5.                            From the bear perusal of Section 423 (1) CrPC, it is clear that a criminal appeal cannot be disposed of in non-prosecution. It is the duty of the appellate court to decide the same on merit after hearing the parties available before the court. If no one is appearing for the appellant, then the matter may be decided on merits after hearing the learned prosecutor. Even if the learned prosecutor is not available or could not argue then the court is responsible to go through the record and pronounce judgement on merit. Regarding this point, I would like to take reliance from Muhammad Ashiq Faquir v. the State (P L D 1970 Supreme Court 177); Mushtaq Ahmed v. the State (1979 PCrLJ 843 (Karachi)) and Zahid Hussain v. the State and others (2011 PCrLJ 344 (Lahore)).

 

6.                            In these circumstances, the learned DPG was asked to prefer his submission regarding the instant appeal. He supported the impugned judgment and submitted that sufficient material is available on the record of trial court to connect the appellant/convict with the offences and he was rightly convicted by the trial court.

 

7.                            I have scanned the R & Ps of the trial court and perused the deposition recorded and judgment rendered by the trial court. The allegation against the appellant/convict is that he received illegal gratification from the complainant and an amount of Rs.2,42,000/- was taken by the appellant on the pretext of providing him allotment order of an industrial plot. According to complainant, the allotment order was handed over to them by the appellant after taking bribe but the same was later on proved a fabricated allotment order. After framing charge in the above terms, the case was proceeded against the appellant before the trial court. After framing of charge, the prosecution examined five witnesses, who supported the case of prosecution.

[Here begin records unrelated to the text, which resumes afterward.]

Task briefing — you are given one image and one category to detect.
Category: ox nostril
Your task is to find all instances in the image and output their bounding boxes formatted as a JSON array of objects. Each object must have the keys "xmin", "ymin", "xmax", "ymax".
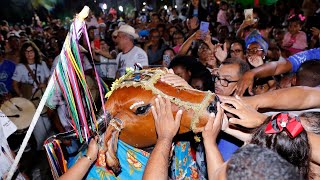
[{"xmin": 207, "ymin": 101, "xmax": 217, "ymax": 114}]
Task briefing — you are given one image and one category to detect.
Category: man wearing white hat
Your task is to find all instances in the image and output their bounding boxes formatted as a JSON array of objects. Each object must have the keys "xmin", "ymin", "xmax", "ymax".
[{"xmin": 116, "ymin": 24, "xmax": 148, "ymax": 78}]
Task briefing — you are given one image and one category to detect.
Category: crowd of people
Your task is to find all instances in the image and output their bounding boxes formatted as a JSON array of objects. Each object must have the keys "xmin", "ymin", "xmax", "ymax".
[{"xmin": 0, "ymin": 0, "xmax": 320, "ymax": 179}]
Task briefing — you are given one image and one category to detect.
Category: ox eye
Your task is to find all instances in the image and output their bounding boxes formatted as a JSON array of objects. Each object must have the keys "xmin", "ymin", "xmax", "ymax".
[
  {"xmin": 135, "ymin": 104, "xmax": 151, "ymax": 115},
  {"xmin": 207, "ymin": 103, "xmax": 217, "ymax": 114}
]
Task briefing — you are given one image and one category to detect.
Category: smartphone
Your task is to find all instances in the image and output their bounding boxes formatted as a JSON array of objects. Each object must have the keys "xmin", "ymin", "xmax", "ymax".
[
  {"xmin": 244, "ymin": 9, "xmax": 253, "ymax": 20},
  {"xmin": 93, "ymin": 29, "xmax": 99, "ymax": 38},
  {"xmin": 200, "ymin": 21, "xmax": 209, "ymax": 39},
  {"xmin": 93, "ymin": 38, "xmax": 100, "ymax": 49},
  {"xmin": 163, "ymin": 54, "xmax": 171, "ymax": 67}
]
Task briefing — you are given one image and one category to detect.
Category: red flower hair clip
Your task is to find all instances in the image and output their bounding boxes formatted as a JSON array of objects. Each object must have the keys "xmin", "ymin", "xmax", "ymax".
[{"xmin": 265, "ymin": 113, "xmax": 303, "ymax": 139}]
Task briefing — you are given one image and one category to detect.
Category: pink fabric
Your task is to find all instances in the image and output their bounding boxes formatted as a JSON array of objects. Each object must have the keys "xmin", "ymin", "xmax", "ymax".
[
  {"xmin": 282, "ymin": 31, "xmax": 308, "ymax": 53},
  {"xmin": 172, "ymin": 44, "xmax": 182, "ymax": 53},
  {"xmin": 217, "ymin": 9, "xmax": 229, "ymax": 26}
]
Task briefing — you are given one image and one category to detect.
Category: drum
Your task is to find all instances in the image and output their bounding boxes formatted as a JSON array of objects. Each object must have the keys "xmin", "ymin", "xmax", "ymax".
[
  {"xmin": 30, "ymin": 88, "xmax": 48, "ymax": 115},
  {"xmin": 0, "ymin": 97, "xmax": 36, "ymax": 151}
]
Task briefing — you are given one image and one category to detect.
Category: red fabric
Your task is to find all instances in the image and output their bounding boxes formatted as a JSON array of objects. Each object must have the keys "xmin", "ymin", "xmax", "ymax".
[{"xmin": 265, "ymin": 113, "xmax": 303, "ymax": 138}]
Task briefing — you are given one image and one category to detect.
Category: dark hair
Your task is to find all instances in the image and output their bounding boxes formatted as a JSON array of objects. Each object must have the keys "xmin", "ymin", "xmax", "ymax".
[
  {"xmin": 226, "ymin": 144, "xmax": 301, "ymax": 180},
  {"xmin": 230, "ymin": 39, "xmax": 247, "ymax": 52},
  {"xmin": 221, "ymin": 58, "xmax": 250, "ymax": 76},
  {"xmin": 297, "ymin": 60, "xmax": 320, "ymax": 87},
  {"xmin": 168, "ymin": 56, "xmax": 197, "ymax": 72},
  {"xmin": 20, "ymin": 41, "xmax": 41, "ymax": 64},
  {"xmin": 190, "ymin": 68, "xmax": 214, "ymax": 92},
  {"xmin": 161, "ymin": 47, "xmax": 176, "ymax": 57},
  {"xmin": 250, "ymin": 116, "xmax": 311, "ymax": 179},
  {"xmin": 299, "ymin": 112, "xmax": 320, "ymax": 135}
]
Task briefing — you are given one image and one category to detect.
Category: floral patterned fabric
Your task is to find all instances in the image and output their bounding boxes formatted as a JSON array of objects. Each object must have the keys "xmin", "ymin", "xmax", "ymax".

8.                            During trial, the prosecution examined PW-1 Khalil-ur-Rehman who produced the relevant documents pertaining to the case against the appellant. PW-2 Habibur Rehaman, PW-3 Rashid Menhaz being private witnesses supported the statement of complainant.  However, the evidence of the official witnesses is important. The prosecution examined official witness PW-4 Syed Zahid Hussain who was Inspector of D.D. ACE, Karachi in his deposition stated that he could not collect convincing piece of evidence against the appellant. The evidence of official witness PW-5 Sajjad Ali is also important as he stated that the entire prosecution case was built up on the statement of one Atiq-ur-Rehman brother of complainant as complainant was unable to attend the proceedings due to his illness and in his absence, the statement of Atiq-ur-Rehman was recorded as attorney of complainant. It is worth mentioning that the said Atiq-ur-Rehman was not examined during trial. It is also worth mentioning that the prosecution witnesses Kalil-ur-Rehman and Habibur Rehman are borther and the third private prosecution witness Rashid Minhaz is their neighbor. The complainant has produced an agreement duly signed by the appellant/accused but the appellant/accused in his deposition has denied the same and has taken plea that his signatures were obtained on some blank paper after abducting him by the complainant party. The signatures when disputed ought to be verified but no such efforts were taken by the prosecution during trial. The appellant is a Sindhi speaking person and the alleged agreement is in English. The appellant is a peon and it is hard to believe that he had put his signature on the said agreement with his free will and consent.

9.                            Another aspect of the case is important. The appellant is only a peon and he has no authority in the office to allot any land. It is indeed surprising that the appellant has persuaded the complainant party to enter in a deal of allotment of a huge piece of land. The complainant has not mentioned the name of any other person or officer of DC Office as accused. 

10.                         In view of the above discussion, I am of the view that the prosecution remained failed to establish the case against the accused/appellant. As such the instant appeal is allowed and appellant is acquitted from the charge. He is not in attendance, but as he is acquitted on merit therefore surety is discharged.